Palazzo Chigi, sede del Governo italiano (foto: depositphotos)

Mes, quel botta e risposta infinito che rischia di far saltare il banco della maggioranza. Cresce la tensione all'interno dell'esecutivo giallorosso. Ed è sempre il fondo salva Stati a dividere le parti. Ci ha pensato, per primo, Beppe Grillo, garante del M5S, ad infuocare gli animi con un post nel quale ha bollato il meccanismo europeo di stabilità come uno strumento "inadatto e inutile". Molto meglio "patrimoniale e Ici/Imu alla Chiesa" porterebbero "25 miliardi spendibili e liberi da vincoli di rientro" ha argomentato l'ex comico genovese. Sulla stessa lunghezza d'onda il sottosegretario all'Interno ed esponente del Movimento 5 Stelle, Carlo Sibilia il quale, in merito all'eventuale impiego del fondo sanitario, ha tagliato corto: "Finché ci siamo noi al Governo non ci sarà". Insomma, un muro contro muro che ha scatenato l'ira dei dem, rimasti soli con Iv, dopo che anche Forza Italia ha deciso di defilarsi, allineandosi alle posizioni di Lega e Fdi, a sostenere l'impiego del prestito europeo per la sanità. "E' a rischio la maggioranza, soprattutto al Senato" hanno tuonato i sostenitori del partito di Zingaretti. "Il Mes è ineludibile" ha argomentato Graziano Delrio (capogruppo del Partito Democratico alla Camera). "Quanti di quelli che, in queste ore, discutono, dichiarano e si schierano per il no alla riforma del Mes conoscono realmente i contenuti della riforma?" si è interrogato su Twitter il senatore Pd Dario Stefano, presidente della commissione Politiche Ue a Palazzo Madama. "Solo chi non ha mai visto un ospedale può dire che il Mes non serve" ha sbottato Iv, in un comunicato, al termine della cabina di regia convocata dal partito di Renzi.
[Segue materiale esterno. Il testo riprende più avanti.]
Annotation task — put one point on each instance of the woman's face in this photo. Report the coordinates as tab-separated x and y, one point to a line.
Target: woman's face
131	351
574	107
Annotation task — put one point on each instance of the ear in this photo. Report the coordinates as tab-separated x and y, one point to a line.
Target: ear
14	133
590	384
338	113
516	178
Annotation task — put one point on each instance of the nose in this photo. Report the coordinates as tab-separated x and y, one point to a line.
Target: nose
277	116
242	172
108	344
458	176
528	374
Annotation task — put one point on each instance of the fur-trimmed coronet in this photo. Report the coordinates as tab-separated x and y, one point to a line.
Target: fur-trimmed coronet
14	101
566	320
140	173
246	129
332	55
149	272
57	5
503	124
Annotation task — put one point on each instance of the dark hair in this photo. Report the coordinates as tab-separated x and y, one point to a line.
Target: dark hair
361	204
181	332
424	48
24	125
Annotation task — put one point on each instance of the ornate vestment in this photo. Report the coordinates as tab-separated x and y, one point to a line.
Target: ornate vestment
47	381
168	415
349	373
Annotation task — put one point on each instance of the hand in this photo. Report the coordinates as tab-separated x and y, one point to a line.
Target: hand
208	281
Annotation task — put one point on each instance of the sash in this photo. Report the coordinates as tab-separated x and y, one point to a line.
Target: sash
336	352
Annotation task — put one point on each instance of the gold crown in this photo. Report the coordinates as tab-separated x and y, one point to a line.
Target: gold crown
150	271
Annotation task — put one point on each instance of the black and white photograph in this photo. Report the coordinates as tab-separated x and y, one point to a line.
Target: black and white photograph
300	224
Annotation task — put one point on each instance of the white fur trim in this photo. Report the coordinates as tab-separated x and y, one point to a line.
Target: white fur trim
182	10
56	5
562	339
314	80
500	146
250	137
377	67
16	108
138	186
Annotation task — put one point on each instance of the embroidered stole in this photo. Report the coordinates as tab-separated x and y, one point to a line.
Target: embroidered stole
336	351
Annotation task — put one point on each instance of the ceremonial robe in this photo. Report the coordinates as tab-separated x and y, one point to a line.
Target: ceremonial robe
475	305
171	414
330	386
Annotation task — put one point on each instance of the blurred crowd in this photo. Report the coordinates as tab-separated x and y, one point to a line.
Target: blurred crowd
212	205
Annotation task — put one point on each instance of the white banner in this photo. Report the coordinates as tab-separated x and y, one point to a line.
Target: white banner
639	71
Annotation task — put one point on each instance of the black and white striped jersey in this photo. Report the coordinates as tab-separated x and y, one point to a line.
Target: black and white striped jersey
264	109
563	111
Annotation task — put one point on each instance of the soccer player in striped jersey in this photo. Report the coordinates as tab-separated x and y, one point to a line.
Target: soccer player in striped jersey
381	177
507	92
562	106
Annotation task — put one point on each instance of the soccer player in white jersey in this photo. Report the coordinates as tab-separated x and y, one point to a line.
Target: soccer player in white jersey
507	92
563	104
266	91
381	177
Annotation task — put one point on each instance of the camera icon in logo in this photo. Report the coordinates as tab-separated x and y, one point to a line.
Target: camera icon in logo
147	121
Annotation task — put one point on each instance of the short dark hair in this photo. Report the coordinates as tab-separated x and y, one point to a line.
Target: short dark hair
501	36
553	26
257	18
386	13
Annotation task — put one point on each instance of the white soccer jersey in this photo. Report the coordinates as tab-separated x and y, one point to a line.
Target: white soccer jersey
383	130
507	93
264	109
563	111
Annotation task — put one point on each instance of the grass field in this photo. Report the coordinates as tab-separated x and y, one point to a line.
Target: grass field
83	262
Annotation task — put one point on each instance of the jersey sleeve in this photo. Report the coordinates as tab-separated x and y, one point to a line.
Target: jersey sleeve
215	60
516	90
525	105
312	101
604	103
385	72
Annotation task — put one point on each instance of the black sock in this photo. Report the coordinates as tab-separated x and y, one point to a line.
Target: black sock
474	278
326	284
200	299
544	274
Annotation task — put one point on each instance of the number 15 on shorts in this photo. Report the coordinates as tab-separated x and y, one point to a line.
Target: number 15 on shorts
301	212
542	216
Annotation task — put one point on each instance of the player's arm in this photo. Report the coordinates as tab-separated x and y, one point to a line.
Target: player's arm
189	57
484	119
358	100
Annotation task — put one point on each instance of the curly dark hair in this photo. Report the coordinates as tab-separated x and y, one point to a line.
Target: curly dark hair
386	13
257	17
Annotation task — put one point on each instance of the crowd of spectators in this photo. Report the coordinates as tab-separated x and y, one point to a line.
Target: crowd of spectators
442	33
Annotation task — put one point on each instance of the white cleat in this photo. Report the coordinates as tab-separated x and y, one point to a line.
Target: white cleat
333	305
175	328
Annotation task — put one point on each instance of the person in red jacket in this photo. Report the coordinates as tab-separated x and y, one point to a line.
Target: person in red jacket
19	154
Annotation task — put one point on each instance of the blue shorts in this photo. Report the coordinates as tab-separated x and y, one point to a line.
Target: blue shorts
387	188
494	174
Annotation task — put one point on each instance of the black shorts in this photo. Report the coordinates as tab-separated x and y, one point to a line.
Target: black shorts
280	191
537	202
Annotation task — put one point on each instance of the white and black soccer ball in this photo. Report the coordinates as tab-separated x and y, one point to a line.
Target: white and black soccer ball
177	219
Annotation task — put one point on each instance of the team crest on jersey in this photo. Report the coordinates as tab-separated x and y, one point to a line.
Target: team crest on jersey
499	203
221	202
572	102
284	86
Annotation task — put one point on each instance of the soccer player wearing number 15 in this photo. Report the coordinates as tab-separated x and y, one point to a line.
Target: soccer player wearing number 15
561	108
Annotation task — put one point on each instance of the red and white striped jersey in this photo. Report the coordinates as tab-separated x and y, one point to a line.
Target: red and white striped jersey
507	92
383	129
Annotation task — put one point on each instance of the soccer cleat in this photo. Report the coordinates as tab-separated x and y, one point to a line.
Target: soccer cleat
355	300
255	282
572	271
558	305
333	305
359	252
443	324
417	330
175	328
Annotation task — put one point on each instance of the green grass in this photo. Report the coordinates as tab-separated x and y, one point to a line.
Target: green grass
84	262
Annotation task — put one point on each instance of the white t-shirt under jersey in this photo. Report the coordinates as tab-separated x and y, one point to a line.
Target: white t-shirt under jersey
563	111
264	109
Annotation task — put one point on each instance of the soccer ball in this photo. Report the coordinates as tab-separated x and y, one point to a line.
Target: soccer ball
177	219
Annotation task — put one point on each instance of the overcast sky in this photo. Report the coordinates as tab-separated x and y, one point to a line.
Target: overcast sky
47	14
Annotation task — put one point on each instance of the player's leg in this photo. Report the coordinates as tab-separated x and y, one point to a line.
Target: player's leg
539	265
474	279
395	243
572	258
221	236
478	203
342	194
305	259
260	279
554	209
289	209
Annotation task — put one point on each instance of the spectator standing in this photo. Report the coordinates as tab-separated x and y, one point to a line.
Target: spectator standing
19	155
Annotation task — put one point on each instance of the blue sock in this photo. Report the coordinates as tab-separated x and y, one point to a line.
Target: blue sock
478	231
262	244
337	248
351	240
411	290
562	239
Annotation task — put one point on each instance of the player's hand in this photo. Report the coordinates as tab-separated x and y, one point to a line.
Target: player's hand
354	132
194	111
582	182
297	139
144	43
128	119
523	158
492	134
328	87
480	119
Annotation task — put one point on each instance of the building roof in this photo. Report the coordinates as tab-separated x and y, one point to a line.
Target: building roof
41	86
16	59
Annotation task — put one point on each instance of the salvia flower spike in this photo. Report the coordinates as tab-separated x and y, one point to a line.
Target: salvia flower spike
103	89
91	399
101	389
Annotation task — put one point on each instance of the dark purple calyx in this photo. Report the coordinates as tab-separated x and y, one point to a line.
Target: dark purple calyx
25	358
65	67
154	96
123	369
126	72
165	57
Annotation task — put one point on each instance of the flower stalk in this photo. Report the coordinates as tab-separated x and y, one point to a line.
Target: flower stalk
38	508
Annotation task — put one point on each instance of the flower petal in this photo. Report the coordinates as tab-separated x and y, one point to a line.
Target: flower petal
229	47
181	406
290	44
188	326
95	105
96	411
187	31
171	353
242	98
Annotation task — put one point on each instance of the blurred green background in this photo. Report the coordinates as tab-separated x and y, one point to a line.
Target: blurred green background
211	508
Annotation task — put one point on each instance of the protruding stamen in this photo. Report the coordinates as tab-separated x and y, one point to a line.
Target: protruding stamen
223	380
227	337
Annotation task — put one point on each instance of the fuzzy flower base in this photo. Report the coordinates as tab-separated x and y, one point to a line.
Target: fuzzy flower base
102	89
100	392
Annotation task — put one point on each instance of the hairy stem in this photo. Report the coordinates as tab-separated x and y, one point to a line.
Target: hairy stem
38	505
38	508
Tutto questo mentre dal Quirinale Sergio Mattarella ha provato a mettere in guardia i "litiganti": in caso di crisi, l'unica soluzione resta quella delle urne, è stato il monito del Capo dello Stato. Un avviso che però non ha dato i frutti sperati. In serata, infatti, si è riunita l'assemblea dei gruppi pentastellati. Ma la strada indicata è rimasta quella tracciata da Grillo: sul Mes non si fa dietrofront. E le acque nel governo, continuano a rimanere agitate.